Shamus Khan is an associate professor of sociology at Columbia University. He is the author of Privilege: The Making of an Adolescent Elite at St. Paul's School (Princeton, 2011), an ethnographic study of an elite boarding school, and coeditor of The Practice of Research: How Social Scientists Answer their Questions (with Dana Fisher, Oxford, 2013).
Contributors:
Katherine Chen is an Associate Professor in the Department of Sociology at the City College of New York and the Graduate Center, CUNY. She specializes in the study of organizations, with a focus on democratic and relationship-building practices; her other research interests include work and occupations, economic sociology, social movements, urban community, and cultural sociology.

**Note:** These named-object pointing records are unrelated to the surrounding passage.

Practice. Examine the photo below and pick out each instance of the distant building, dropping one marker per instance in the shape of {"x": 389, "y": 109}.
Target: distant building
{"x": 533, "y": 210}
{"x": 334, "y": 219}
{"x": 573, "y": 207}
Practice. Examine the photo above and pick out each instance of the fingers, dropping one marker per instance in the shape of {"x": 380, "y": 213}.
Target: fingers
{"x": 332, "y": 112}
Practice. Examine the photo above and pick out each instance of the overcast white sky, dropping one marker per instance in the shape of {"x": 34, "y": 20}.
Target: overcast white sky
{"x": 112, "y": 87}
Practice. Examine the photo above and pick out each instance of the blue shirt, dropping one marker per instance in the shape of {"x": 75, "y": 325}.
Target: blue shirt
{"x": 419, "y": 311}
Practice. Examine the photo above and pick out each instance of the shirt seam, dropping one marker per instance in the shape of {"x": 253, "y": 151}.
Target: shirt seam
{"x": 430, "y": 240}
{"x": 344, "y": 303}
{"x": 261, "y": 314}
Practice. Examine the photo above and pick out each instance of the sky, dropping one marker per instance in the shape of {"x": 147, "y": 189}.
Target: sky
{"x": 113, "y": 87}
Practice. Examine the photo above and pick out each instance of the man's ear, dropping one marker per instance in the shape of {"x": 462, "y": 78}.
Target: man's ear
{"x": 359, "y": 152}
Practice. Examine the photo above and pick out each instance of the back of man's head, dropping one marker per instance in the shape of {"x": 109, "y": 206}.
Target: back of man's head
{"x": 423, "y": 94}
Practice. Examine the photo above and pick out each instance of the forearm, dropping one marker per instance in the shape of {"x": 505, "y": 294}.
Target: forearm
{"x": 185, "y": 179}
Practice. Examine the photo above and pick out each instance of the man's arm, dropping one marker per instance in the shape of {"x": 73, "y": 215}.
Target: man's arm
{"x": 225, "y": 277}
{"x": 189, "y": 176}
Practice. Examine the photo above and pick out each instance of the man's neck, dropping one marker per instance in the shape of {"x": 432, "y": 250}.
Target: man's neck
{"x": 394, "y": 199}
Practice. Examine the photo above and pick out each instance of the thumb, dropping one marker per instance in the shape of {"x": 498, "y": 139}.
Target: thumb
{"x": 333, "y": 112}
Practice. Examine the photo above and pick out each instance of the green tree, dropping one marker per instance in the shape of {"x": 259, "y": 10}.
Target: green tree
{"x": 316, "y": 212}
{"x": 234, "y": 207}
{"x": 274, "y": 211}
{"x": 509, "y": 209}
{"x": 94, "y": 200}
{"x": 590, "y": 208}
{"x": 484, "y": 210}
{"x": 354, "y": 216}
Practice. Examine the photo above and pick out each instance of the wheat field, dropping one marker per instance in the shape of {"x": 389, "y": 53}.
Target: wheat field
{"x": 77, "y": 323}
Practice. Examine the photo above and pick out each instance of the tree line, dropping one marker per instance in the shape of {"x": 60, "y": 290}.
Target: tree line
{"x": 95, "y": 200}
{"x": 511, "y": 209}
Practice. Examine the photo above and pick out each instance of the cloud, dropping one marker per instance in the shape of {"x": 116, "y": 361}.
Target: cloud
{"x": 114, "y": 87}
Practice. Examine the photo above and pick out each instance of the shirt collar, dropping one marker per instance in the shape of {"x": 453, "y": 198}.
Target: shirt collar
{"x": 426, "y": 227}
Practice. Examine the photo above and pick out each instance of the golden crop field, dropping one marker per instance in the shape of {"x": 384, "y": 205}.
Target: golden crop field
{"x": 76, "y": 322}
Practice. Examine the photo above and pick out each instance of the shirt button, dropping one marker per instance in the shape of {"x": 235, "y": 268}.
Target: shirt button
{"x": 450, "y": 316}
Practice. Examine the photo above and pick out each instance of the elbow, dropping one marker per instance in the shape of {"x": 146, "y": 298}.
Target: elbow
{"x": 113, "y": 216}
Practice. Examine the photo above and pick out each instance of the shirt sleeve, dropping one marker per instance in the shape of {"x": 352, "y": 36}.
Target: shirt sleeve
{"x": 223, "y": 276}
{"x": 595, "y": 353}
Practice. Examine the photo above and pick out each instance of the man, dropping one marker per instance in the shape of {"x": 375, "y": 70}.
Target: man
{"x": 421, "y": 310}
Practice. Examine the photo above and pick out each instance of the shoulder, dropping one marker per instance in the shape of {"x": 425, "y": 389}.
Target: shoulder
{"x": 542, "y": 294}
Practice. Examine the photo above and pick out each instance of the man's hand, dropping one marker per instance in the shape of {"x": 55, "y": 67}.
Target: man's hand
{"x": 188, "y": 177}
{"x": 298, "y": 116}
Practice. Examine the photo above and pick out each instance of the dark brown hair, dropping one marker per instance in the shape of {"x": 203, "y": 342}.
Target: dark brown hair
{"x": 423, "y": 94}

Teresa Gowan is an Associate Professor of Sociology at the University of Minnesota and the author of the ethnography Hobos, Hustlers, and Backsliders: Homeless in San Francisco. Recent work includes comparative studies of self-making and poverty governance in the drug treatment industry and a study of a French alternative economy.
Black Hawk Hancock is an Associate Professor of Sociology at DePaul University. His past ethnographic research explored the revival of swing dancing, and his current ethnographic research focuses on the Mexican workers who form the backbone of the contemporary restaurant industry in Chicago.
Douglas Harper has written, photographed, and filmed several ethnographies. His first, Good Company, A Tramp Life, has been translated and published in Italian and French, and has recently been issued as a third edition. He has taught visual ethnography at the University of Bologna and the University of Amsterdam, and has had tenured positions in several universities in the U.S. His current work is on the visual identities of cities, including the uses of public areas, public art, and semiotic organization of space.
Jooyoung Lee is an Associate Professor of Sociology and Bissell-Heyd Fellow in the Munk School of Global Affairs at the University of Toronto. He is the author of Blowin' Up: Rap Dreams in South Central (University of Chicago Press, 2016), Senior Fellow in the Yale University Urban Ethnography Project, and a member of the Homicide Research Consortium, a multidisciplinary group of scholars studying the causes and consequences of homicide.
Monica McDermott is an Associate Professor of Sociology at the University of Illinois, Urbana-Champaign. Her research focuses on the ways in which race and class interact in the contemporary United States.
Leslie Salzinger is Associate Professor of Gender and Women's Studies and an affiliated member of the Sociology Department at the University of California, Berkeley. She is the author of Genders in Production: Making Workers in Mexico's Global Factories. Her current work in progress, Model Markets: Peso Dollar Exchange as a Site of Neoliberal Incorporation, analyzes foreign exchange markets as crucial gendered and raced sites for Mexico's shift from "developing nation" to "emerging market."
Forrest Stuart is an Assistant Professor in the Department of Sociology at the University of Chicago. Broadly speaking, his work examines the causes, contours, and consequences of urban poverty, violence, and resilience.
Iddo Tavory is an Associate Professor in the Department of Sociology at New York University. His overarching interest is in the interactional patterns through which people come to construct and understand their lives across situations.
Stefan Timmermans is Professor and Chair of the Department of Sociology at the University of California, Los Angeles. He is also a professor at the UCLA Institute for Society and Genetics.